Marseille-Provence 2013 Capitale européenne de la culture constitue un défi historique. Boris Grésillon témoigne ici de cette formidable aventure pour nous permettre de comprendre et d'analyser ce projet culturel, ses acteurs et ses lieux, ses enjeux et les défis qu'il représente.
Bonne année à tous !
2013, justement, qui voit Marseille devenir Capitale Européenne de la Culture. Quoi, Marseille, cette cité phocéenne de 2600 ans, qui fut une ville-sans-nom pendant la Révolution, avec son environnement populaire (sous-entendu : "la populace"), sa saleté, ses syndicalistes, son Ohème, sa violence, ses immigrés, sa pègre, sa corruption, son Pastis, sa peste de 1720, ses canons tournés vers elle-même par le Roi Soleil... Marseille, donc, désormais Capitale Européenne de la Culture ??? Mais où va t-on, ma bonne dame ? Et pourquoi pas accueillir la Coupe du Monde de football à Châteauvieux-les-Fossés (plus petite commune de France avec ses 7 habitants) ??? La Culture (entendez : la "culture classique", celle des belles oeuvres de l'Europe du Nord, de l'Occident) n'est-elle pas l'apanage des riches ???

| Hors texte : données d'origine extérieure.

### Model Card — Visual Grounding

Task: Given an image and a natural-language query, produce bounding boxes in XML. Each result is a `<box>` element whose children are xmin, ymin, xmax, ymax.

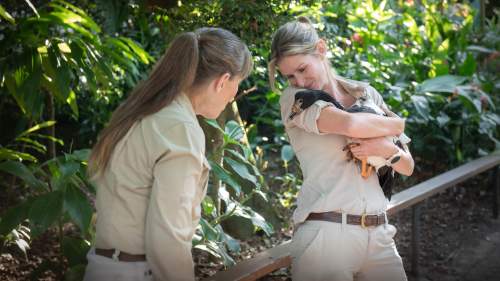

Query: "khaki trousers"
<box><xmin>292</xmin><ymin>219</ymin><xmax>407</xmax><ymax>281</ymax></box>
<box><xmin>83</xmin><ymin>248</ymin><xmax>153</xmax><ymax>281</ymax></box>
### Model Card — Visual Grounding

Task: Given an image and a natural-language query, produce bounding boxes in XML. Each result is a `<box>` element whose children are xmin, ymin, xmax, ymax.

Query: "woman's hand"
<box><xmin>351</xmin><ymin>137</ymin><xmax>398</xmax><ymax>159</ymax></box>
<box><xmin>351</xmin><ymin>137</ymin><xmax>415</xmax><ymax>176</ymax></box>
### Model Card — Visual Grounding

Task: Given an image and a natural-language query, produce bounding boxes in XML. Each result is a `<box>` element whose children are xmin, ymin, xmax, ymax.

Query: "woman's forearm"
<box><xmin>347</xmin><ymin>113</ymin><xmax>405</xmax><ymax>138</ymax></box>
<box><xmin>392</xmin><ymin>149</ymin><xmax>415</xmax><ymax>176</ymax></box>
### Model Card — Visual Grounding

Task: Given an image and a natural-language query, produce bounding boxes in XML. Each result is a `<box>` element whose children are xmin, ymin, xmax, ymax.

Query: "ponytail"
<box><xmin>88</xmin><ymin>28</ymin><xmax>252</xmax><ymax>177</ymax></box>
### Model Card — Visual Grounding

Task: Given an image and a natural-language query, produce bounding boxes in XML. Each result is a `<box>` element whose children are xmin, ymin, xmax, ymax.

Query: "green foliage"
<box><xmin>0</xmin><ymin>0</ymin><xmax>500</xmax><ymax>280</ymax></box>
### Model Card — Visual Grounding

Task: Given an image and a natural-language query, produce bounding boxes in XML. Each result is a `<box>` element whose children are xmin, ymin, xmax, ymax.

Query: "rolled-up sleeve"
<box><xmin>280</xmin><ymin>88</ymin><xmax>333</xmax><ymax>135</ymax></box>
<box><xmin>367</xmin><ymin>86</ymin><xmax>411</xmax><ymax>145</ymax></box>
<box><xmin>146</xmin><ymin>124</ymin><xmax>203</xmax><ymax>281</ymax></box>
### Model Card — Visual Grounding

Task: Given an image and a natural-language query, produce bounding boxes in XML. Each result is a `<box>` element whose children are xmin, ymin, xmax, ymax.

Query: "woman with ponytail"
<box><xmin>269</xmin><ymin>17</ymin><xmax>414</xmax><ymax>281</ymax></box>
<box><xmin>84</xmin><ymin>28</ymin><xmax>252</xmax><ymax>281</ymax></box>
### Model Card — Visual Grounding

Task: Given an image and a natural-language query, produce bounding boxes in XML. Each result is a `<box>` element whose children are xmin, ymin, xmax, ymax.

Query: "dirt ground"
<box><xmin>0</xmin><ymin>174</ymin><xmax>500</xmax><ymax>281</ymax></box>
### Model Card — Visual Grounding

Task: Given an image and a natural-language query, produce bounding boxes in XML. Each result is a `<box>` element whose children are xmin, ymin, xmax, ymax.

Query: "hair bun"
<box><xmin>297</xmin><ymin>16</ymin><xmax>312</xmax><ymax>25</ymax></box>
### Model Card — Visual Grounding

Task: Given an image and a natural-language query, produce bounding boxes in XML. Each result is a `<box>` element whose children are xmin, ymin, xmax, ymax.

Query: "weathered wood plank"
<box><xmin>387</xmin><ymin>154</ymin><xmax>500</xmax><ymax>214</ymax></box>
<box><xmin>201</xmin><ymin>241</ymin><xmax>292</xmax><ymax>281</ymax></box>
<box><xmin>204</xmin><ymin>154</ymin><xmax>500</xmax><ymax>281</ymax></box>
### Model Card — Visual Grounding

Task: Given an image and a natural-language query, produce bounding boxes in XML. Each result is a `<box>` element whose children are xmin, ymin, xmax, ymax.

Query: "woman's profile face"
<box><xmin>211</xmin><ymin>76</ymin><xmax>242</xmax><ymax>118</ymax></box>
<box><xmin>277</xmin><ymin>55</ymin><xmax>328</xmax><ymax>90</ymax></box>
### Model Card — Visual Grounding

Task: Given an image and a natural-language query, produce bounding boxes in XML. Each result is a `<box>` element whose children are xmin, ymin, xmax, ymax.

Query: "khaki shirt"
<box><xmin>95</xmin><ymin>94</ymin><xmax>209</xmax><ymax>281</ymax></box>
<box><xmin>280</xmin><ymin>76</ymin><xmax>404</xmax><ymax>225</ymax></box>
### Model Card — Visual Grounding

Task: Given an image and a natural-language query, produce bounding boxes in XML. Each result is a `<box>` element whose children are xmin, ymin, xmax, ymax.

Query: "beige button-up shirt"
<box><xmin>95</xmin><ymin>94</ymin><xmax>209</xmax><ymax>281</ymax></box>
<box><xmin>280</xmin><ymin>76</ymin><xmax>406</xmax><ymax>225</ymax></box>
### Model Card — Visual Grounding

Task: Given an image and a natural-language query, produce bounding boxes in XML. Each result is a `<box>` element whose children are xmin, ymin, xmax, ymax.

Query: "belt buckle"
<box><xmin>361</xmin><ymin>213</ymin><xmax>367</xmax><ymax>228</ymax></box>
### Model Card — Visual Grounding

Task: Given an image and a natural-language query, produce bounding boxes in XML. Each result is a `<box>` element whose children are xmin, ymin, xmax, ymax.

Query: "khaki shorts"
<box><xmin>292</xmin><ymin>221</ymin><xmax>407</xmax><ymax>281</ymax></box>
<box><xmin>83</xmin><ymin>248</ymin><xmax>153</xmax><ymax>281</ymax></box>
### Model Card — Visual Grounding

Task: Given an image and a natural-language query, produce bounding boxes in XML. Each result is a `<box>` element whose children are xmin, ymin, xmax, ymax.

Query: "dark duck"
<box><xmin>289</xmin><ymin>90</ymin><xmax>403</xmax><ymax>200</ymax></box>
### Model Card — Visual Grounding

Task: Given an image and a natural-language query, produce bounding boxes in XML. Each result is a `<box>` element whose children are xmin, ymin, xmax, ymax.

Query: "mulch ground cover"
<box><xmin>0</xmin><ymin>170</ymin><xmax>493</xmax><ymax>281</ymax></box>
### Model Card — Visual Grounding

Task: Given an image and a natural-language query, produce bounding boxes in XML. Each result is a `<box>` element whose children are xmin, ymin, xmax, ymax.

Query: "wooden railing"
<box><xmin>204</xmin><ymin>154</ymin><xmax>500</xmax><ymax>281</ymax></box>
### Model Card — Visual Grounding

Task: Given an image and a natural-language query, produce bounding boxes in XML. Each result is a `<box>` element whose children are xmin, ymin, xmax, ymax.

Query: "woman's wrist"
<box><xmin>382</xmin><ymin>144</ymin><xmax>399</xmax><ymax>159</ymax></box>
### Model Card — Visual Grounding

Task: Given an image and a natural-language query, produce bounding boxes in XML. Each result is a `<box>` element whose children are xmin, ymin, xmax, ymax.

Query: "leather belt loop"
<box><xmin>306</xmin><ymin>212</ymin><xmax>387</xmax><ymax>228</ymax></box>
<box><xmin>341</xmin><ymin>212</ymin><xmax>347</xmax><ymax>232</ymax></box>
<box><xmin>384</xmin><ymin>212</ymin><xmax>389</xmax><ymax>228</ymax></box>
<box><xmin>111</xmin><ymin>249</ymin><xmax>120</xmax><ymax>261</ymax></box>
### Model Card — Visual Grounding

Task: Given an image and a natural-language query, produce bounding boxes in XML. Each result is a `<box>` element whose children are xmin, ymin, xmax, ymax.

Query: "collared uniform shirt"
<box><xmin>95</xmin><ymin>94</ymin><xmax>209</xmax><ymax>281</ymax></box>
<box><xmin>280</xmin><ymin>76</ymin><xmax>409</xmax><ymax>225</ymax></box>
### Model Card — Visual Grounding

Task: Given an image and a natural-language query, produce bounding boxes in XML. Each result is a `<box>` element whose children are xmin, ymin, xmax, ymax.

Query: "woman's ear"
<box><xmin>214</xmin><ymin>72</ymin><xmax>231</xmax><ymax>92</ymax></box>
<box><xmin>316</xmin><ymin>38</ymin><xmax>328</xmax><ymax>57</ymax></box>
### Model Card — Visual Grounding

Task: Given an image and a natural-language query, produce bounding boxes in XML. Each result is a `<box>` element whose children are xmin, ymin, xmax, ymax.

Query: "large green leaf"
<box><xmin>411</xmin><ymin>96</ymin><xmax>431</xmax><ymax>121</ymax></box>
<box><xmin>234</xmin><ymin>202</ymin><xmax>274</xmax><ymax>235</ymax></box>
<box><xmin>61</xmin><ymin>236</ymin><xmax>90</xmax><ymax>267</ymax></box>
<box><xmin>64</xmin><ymin>264</ymin><xmax>87</xmax><ymax>281</ymax></box>
<box><xmin>0</xmin><ymin>5</ymin><xmax>16</xmax><ymax>24</ymax></box>
<box><xmin>281</xmin><ymin>145</ymin><xmax>295</xmax><ymax>162</ymax></box>
<box><xmin>64</xmin><ymin>185</ymin><xmax>93</xmax><ymax>233</ymax></box>
<box><xmin>29</xmin><ymin>190</ymin><xmax>63</xmax><ymax>236</ymax></box>
<box><xmin>120</xmin><ymin>37</ymin><xmax>153</xmax><ymax>64</ymax></box>
<box><xmin>208</xmin><ymin>161</ymin><xmax>241</xmax><ymax>195</ymax></box>
<box><xmin>200</xmin><ymin>218</ymin><xmax>219</xmax><ymax>241</ymax></box>
<box><xmin>0</xmin><ymin>198</ymin><xmax>33</xmax><ymax>236</ymax></box>
<box><xmin>224</xmin><ymin>157</ymin><xmax>258</xmax><ymax>186</ymax></box>
<box><xmin>49</xmin><ymin>0</ymin><xmax>101</xmax><ymax>33</ymax></box>
<box><xmin>0</xmin><ymin>147</ymin><xmax>38</xmax><ymax>163</ymax></box>
<box><xmin>417</xmin><ymin>75</ymin><xmax>467</xmax><ymax>93</ymax></box>
<box><xmin>18</xmin><ymin>120</ymin><xmax>56</xmax><ymax>137</ymax></box>
<box><xmin>225</xmin><ymin>120</ymin><xmax>245</xmax><ymax>141</ymax></box>
<box><xmin>0</xmin><ymin>161</ymin><xmax>47</xmax><ymax>190</ymax></box>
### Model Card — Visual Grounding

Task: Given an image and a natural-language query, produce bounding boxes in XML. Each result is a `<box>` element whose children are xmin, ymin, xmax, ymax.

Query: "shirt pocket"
<box><xmin>291</xmin><ymin>225</ymin><xmax>322</xmax><ymax>263</ymax></box>
<box><xmin>200</xmin><ymin>156</ymin><xmax>212</xmax><ymax>197</ymax></box>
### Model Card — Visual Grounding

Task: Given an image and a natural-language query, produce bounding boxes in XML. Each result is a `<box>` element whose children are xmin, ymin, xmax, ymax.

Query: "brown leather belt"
<box><xmin>306</xmin><ymin>212</ymin><xmax>385</xmax><ymax>228</ymax></box>
<box><xmin>95</xmin><ymin>248</ymin><xmax>146</xmax><ymax>262</ymax></box>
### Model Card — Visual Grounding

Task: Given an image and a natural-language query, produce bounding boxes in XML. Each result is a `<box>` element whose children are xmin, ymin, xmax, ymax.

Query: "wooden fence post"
<box><xmin>411</xmin><ymin>203</ymin><xmax>422</xmax><ymax>278</ymax></box>
<box><xmin>491</xmin><ymin>166</ymin><xmax>500</xmax><ymax>219</ymax></box>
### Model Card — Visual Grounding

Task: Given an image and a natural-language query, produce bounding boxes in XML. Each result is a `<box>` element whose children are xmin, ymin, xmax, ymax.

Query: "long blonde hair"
<box><xmin>88</xmin><ymin>28</ymin><xmax>253</xmax><ymax>177</ymax></box>
<box><xmin>268</xmin><ymin>16</ymin><xmax>320</xmax><ymax>92</ymax></box>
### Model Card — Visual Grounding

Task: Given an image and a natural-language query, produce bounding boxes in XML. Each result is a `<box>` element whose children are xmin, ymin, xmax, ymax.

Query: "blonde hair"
<box><xmin>88</xmin><ymin>28</ymin><xmax>253</xmax><ymax>177</ymax></box>
<box><xmin>268</xmin><ymin>16</ymin><xmax>320</xmax><ymax>92</ymax></box>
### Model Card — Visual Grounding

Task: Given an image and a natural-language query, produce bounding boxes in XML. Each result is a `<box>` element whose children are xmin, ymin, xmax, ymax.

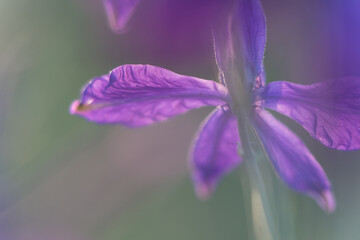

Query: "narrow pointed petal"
<box><xmin>262</xmin><ymin>77</ymin><xmax>360</xmax><ymax>150</ymax></box>
<box><xmin>254</xmin><ymin>109</ymin><xmax>335</xmax><ymax>212</ymax></box>
<box><xmin>70</xmin><ymin>65</ymin><xmax>228</xmax><ymax>127</ymax></box>
<box><xmin>190</xmin><ymin>107</ymin><xmax>241</xmax><ymax>199</ymax></box>
<box><xmin>103</xmin><ymin>0</ymin><xmax>140</xmax><ymax>33</ymax></box>
<box><xmin>214</xmin><ymin>0</ymin><xmax>266</xmax><ymax>87</ymax></box>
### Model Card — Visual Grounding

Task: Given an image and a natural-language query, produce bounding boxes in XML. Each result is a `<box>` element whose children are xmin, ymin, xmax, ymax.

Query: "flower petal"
<box><xmin>190</xmin><ymin>107</ymin><xmax>241</xmax><ymax>199</ymax></box>
<box><xmin>103</xmin><ymin>0</ymin><xmax>140</xmax><ymax>33</ymax></box>
<box><xmin>262</xmin><ymin>77</ymin><xmax>360</xmax><ymax>150</ymax></box>
<box><xmin>254</xmin><ymin>109</ymin><xmax>335</xmax><ymax>212</ymax></box>
<box><xmin>70</xmin><ymin>65</ymin><xmax>228</xmax><ymax>127</ymax></box>
<box><xmin>214</xmin><ymin>0</ymin><xmax>266</xmax><ymax>87</ymax></box>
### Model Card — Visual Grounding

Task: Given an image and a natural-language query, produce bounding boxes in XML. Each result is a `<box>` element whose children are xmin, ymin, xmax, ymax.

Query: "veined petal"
<box><xmin>254</xmin><ymin>109</ymin><xmax>335</xmax><ymax>212</ymax></box>
<box><xmin>190</xmin><ymin>107</ymin><xmax>241</xmax><ymax>199</ymax></box>
<box><xmin>262</xmin><ymin>77</ymin><xmax>360</xmax><ymax>150</ymax></box>
<box><xmin>103</xmin><ymin>0</ymin><xmax>140</xmax><ymax>33</ymax></box>
<box><xmin>70</xmin><ymin>65</ymin><xmax>228</xmax><ymax>127</ymax></box>
<box><xmin>235</xmin><ymin>0</ymin><xmax>266</xmax><ymax>85</ymax></box>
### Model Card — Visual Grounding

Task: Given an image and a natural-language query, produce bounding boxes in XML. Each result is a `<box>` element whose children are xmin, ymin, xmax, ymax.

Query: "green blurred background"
<box><xmin>0</xmin><ymin>0</ymin><xmax>360</xmax><ymax>240</ymax></box>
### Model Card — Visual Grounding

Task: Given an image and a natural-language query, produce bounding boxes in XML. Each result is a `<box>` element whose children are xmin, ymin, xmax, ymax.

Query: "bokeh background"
<box><xmin>0</xmin><ymin>0</ymin><xmax>360</xmax><ymax>240</ymax></box>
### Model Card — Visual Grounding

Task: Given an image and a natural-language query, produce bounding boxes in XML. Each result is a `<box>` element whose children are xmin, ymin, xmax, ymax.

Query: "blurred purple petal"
<box><xmin>103</xmin><ymin>0</ymin><xmax>140</xmax><ymax>33</ymax></box>
<box><xmin>70</xmin><ymin>65</ymin><xmax>228</xmax><ymax>127</ymax></box>
<box><xmin>262</xmin><ymin>77</ymin><xmax>360</xmax><ymax>150</ymax></box>
<box><xmin>254</xmin><ymin>109</ymin><xmax>335</xmax><ymax>212</ymax></box>
<box><xmin>191</xmin><ymin>107</ymin><xmax>241</xmax><ymax>199</ymax></box>
<box><xmin>214</xmin><ymin>0</ymin><xmax>266</xmax><ymax>87</ymax></box>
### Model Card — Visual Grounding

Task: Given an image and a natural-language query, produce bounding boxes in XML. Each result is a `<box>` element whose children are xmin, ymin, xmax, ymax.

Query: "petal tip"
<box><xmin>316</xmin><ymin>190</ymin><xmax>336</xmax><ymax>213</ymax></box>
<box><xmin>195</xmin><ymin>183</ymin><xmax>214</xmax><ymax>200</ymax></box>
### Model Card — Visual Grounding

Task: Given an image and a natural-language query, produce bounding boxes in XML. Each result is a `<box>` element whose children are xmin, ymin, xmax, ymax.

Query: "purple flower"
<box><xmin>103</xmin><ymin>0</ymin><xmax>140</xmax><ymax>33</ymax></box>
<box><xmin>70</xmin><ymin>0</ymin><xmax>360</xmax><ymax>212</ymax></box>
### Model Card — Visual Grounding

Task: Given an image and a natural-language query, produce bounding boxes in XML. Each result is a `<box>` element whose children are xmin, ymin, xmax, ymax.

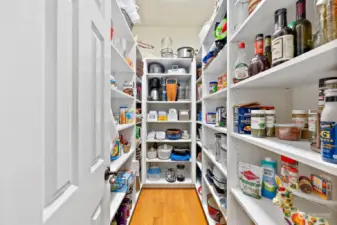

Plus sérieusement, Boris Grésillon propose un travail universitaire de grande qualité, rehaussé par les interventions passionnantes de Jean Viard (sociologue), Jacques Pfister (président de la Chambre de commerce et d’industrie) ou encore Bernard Latarjet (instigateur et programmateur du projet). L'auteur est objectif, pointe les points faibles (Marseille, ville pauvre et sous équipée culturellement, ne pouvait se passer de cités plus riches et rodées telles Aix-en-Provence ou Arles) comme les points forts (le potentiel culturel de la ville est immense - quelle histoire ! -, ne reste qu'à savoir l'exploiter) et retrace l'historique des Capitales de la Cultures - dont le modèle le plus souvent cité demeure Lille (alors qu'on a bien vite oublié Avignon et Paris) - et le champ des possibles qui s'ouvre enfin avec Marseille Provence 2013.
Car gagner ne suffit pas. Quand Marseille se lance dans la bataille, c'est aussi parce que la ville a perdu - injustement - l'organisation de la coupe de l'America. De cette défaite (Marseille a grand besoin d'évènements populaires et fédérateurs et le foot ne suffit bien évidemment pas) né le désir de la victoire même si certains avancent le fait que, justement, on ne gagne pas le titre de Capitale Européenne de la Culture : on le devient. D'où la réflexion de Latarjet après la victoire : "On a gagné. C'est le début des emmerdes".
Mais croire que Marseille partait les bras croisé serait une erreur. Car la ville a gagné - à l'unanimité - son titre face à Lyon, Toulouse et Bordeaux. Des poids lourds, certes, mais aux candidatures peut-être plus classiques, plus mécaniques... Le comité voulait quelque chose de nouveau, un pari culturel, une ville à laquelle le titre bénéficierait comme jamais... Marseille surprend. L'un des arguments qui ressort des divers entretiens contenus dans l'ouvrage consiste à expliquer que la candidature de MP 2013 a transformé des défauts en qualités. Marseille est pauvre ? Le titre lui donnera la chance de gagner 10 ans de développement (dans tous les domaines). Marseille est sous-équipée ? La candidature marseillaise, si elle gagne, proposera un équipement dont l'ensemble sera unique en Europe. Marseille est isolée ? Alors, la Provence viendra la soutenir (un grand pas vers la métropole). Et une telle candidature requiert des soutiens concrets, de véritables engagements et pas des "promesses de campagne". Résultat : si la machine a mis du temps à se mettre en marche (le temps de réunir l'argent et mettre à peu près tout le monde d'accord), si des retards ont été pris (même si des locomotives culturelles comme le MuCEM, le FRAC, le Château Borély ou le Palais Longchamp ne seront accessibles qu'en juin, on oublie que la piétonisation du Vieux-Port - un projet qui ne faisait certes pas partie de la candidature mais arrange fortement les affaires des organisateurs qui veulent une ouverture en janvier 2013 populaire et festive - a pris 8 mois au lieu des 12 prévus...), si la communication s'est sérieusement engagée dans les dernières semaines (non pas par négligence mais de manière ce que le soufflé ne retombe pas d'ici le 12 janvier), Marseille Provence 2013 est désormais en ordre de marche. Et si les organisateurs et les acteurs culturels ont fait leur boulot, alors les marseillais seront présents. Et le succès, au rendez-vous.